Woodcut in black and gray on heavy wove paperexpand_more
The John E. Andrus III Endowment Fundexpand_more 2016.105.2
World War I threw the German Expressionist artist Chrisitan Rohlfs into a state of despair. He turned to traditional subjects that conveyed both loss and hope. He also amplified the abstract mark-making in his images. Death as a Juggler exhibits these tendencies. The juggling skeleton shocking his audience is a Dance of Death motif, rooted in images such as the dancing skeletons in the Nuremburg Chronicle (1493) and Hans Holbein’s extended cycle of woodcuts (1538). Rohlfs’s image combines humor and horror. Death juggles symbols of power: a crown, an imperial orb, and a scepter. Though Rohlfs’s rendering is sketchy, we can tell that the two recoiling women are well fed and well dressed. Rohlfs’s sardonic humor lampoons the helplessness of authority in the world of 1918, when Death added Spanish flu to the ravages of war.

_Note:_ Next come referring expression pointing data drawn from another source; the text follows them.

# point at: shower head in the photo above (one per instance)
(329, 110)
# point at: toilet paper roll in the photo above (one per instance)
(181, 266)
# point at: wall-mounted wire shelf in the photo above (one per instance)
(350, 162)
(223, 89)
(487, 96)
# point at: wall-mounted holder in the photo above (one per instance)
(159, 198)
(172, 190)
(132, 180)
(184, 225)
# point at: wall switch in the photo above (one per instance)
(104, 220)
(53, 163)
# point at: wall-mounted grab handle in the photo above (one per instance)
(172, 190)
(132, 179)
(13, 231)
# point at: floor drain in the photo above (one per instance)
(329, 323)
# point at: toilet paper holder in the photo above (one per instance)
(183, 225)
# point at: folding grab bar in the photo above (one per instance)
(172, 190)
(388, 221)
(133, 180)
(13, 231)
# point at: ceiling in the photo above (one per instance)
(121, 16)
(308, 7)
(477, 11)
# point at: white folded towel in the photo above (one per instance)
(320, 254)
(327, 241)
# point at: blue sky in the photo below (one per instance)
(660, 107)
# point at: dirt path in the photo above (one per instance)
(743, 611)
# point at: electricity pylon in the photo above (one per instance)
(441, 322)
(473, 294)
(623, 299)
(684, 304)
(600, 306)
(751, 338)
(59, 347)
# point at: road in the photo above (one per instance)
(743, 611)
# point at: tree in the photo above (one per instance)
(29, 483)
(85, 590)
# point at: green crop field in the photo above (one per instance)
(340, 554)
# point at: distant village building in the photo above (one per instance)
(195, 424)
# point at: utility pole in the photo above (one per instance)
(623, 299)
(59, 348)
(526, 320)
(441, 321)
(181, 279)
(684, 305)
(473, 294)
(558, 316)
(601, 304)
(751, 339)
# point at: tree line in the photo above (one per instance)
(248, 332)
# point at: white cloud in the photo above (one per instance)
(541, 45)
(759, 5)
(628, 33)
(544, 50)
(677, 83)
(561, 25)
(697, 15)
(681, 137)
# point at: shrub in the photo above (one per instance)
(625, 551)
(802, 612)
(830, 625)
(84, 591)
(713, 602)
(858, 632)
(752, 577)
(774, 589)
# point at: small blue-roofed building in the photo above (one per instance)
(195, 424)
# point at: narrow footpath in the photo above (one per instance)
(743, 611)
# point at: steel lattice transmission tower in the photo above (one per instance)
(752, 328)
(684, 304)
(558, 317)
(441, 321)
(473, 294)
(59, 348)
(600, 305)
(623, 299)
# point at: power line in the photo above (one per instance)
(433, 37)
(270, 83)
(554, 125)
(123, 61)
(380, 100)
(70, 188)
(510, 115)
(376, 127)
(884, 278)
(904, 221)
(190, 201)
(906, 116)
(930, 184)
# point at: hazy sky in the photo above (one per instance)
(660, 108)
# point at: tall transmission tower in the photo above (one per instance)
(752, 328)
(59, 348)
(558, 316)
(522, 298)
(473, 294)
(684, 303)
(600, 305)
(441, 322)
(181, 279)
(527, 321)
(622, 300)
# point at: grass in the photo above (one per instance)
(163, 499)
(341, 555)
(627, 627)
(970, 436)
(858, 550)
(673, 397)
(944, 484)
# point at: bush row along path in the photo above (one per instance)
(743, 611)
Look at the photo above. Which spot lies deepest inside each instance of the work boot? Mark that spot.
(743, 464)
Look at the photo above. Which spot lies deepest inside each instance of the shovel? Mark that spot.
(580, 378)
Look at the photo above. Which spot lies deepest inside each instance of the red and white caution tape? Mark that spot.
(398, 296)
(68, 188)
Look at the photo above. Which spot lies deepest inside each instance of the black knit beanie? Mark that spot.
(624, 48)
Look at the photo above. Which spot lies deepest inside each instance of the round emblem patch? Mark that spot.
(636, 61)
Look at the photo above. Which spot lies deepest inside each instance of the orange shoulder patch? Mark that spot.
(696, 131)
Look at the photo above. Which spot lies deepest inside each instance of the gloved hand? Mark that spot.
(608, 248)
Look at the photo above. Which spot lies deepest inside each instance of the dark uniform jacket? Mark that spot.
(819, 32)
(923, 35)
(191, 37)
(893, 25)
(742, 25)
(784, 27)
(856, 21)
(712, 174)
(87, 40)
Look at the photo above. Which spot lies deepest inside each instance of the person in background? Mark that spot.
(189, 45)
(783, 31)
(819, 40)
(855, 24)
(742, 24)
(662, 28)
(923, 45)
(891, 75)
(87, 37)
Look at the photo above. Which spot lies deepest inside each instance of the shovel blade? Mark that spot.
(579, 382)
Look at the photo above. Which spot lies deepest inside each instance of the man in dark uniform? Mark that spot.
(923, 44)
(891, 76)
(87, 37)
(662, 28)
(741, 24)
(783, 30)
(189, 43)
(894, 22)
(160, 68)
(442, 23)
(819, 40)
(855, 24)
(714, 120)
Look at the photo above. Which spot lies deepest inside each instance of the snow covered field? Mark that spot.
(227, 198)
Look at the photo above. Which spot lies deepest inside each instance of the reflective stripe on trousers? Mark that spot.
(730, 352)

Rolhfs is at his most interesting as a printmaker when he dispenses with graphic clarity. Here he inks the block very unevenly. Much of the surface is filled with irregular striations and spots that breakup the darkness. Rohlfs may have printed this without a press, instead using implements such as a wooden spoon and a stiff brush to apply pressure to the verso of the paper in a manner that caused selective uptake of the ink on the block. The result is an image of exceptional dynamism. The striations dance across the page, and the broken light produces an eerie nighttime effect.